Olhar que não quer ver
A mãe jogada, aos prantos,
Nos “entrecantos” da cidadela,
Segurando do filho os pequenos chinelos,
Banhados em lágrimas,
Lágrimas de ferro.


Na capital das farmácias e das construções “pós-modernas”, há décadas foi gerado um menino feio e problemático chamado Beira Trilhos. Esse “Corcunda de Passo Fundo” foi escondido e ignorado pelos inefáveis defensores da tradição e de um populacho inculto e ludibriado pela política do pão e do circo. Enquanto são gastos milhões em obras faraônicas, (tão faraônicas que antes mesmo de serem inauguradas apresentam problemas como se já existissem há milênios sem restauração alguma) e se discute a construção de um autódromo, tão necessário para esnobar o poder de alguns coronéis, o Corcunda passofundense traduz o escárnio de nossa pequena burguesia provinciana.
Há várias pessoas procurando formas para ajudar o menino feio a superar sua fobia social. Fobia essa que se canaliza em atos de violência urbana e condições de vida subumanas.
O que fazer?
A solução vai além de campanhas de agasalho ou meia dúzia de beatas distribuindo pães aos excluídos que nós mesmos excluímos. Talvez para termos como merecer o céu. O céu não importa agora.
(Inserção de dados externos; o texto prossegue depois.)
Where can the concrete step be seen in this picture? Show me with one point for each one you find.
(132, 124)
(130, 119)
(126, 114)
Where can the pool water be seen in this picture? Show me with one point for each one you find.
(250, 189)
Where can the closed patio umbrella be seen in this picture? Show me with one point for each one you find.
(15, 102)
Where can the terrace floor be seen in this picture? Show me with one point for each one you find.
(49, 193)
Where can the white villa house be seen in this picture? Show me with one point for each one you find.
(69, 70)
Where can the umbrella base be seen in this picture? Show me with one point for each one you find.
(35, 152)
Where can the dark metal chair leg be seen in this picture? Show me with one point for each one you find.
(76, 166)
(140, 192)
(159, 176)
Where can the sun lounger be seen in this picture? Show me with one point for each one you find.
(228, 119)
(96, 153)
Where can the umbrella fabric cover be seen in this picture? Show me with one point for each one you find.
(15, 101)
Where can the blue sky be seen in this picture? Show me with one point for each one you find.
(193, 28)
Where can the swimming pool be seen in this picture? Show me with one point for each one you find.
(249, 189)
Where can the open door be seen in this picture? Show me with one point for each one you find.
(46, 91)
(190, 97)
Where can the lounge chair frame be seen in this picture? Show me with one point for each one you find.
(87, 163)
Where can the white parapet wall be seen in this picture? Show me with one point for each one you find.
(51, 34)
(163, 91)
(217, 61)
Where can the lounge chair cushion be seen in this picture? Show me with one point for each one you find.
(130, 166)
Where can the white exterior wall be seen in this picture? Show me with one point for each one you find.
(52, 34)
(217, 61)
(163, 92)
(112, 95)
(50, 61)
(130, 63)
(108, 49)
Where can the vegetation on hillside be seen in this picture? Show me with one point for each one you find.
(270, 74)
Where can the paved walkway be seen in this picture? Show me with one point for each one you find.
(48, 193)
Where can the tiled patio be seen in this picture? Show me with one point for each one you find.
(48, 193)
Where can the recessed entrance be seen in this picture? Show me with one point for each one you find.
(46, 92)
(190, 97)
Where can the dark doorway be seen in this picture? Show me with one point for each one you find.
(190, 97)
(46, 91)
O que importa é que milhares de pessoas vivem os infernos bem ao nosso lado e o diabo quer tirá-las de lá e jogá-las em outro canto qualquer. Os assistentes de direção desse inferno todos sabem como e onde poderiam estabelecê-las, mas como a preguiça só pode ser mesmo coisa do diabo, eles não movem uma palha pra isso. Até porque se o fizerem de qualquer forma, vão apenas transferir o problema de lugar e o que se pretende é resolver o problema.
Eureka!!!!!!!
Eis a solução! Na próxima jornada da literatura, vou convidar o menino, que agora já é bisavô, e toda a sua família para embarcar no primeiro trem. O que não vai ser difícil, uma vez que o trem passa por cima de alguns deles quase todos os dias. Vamos subir todos e vamos embora pra Passargada, porque aqui nós não somos amigos do rei.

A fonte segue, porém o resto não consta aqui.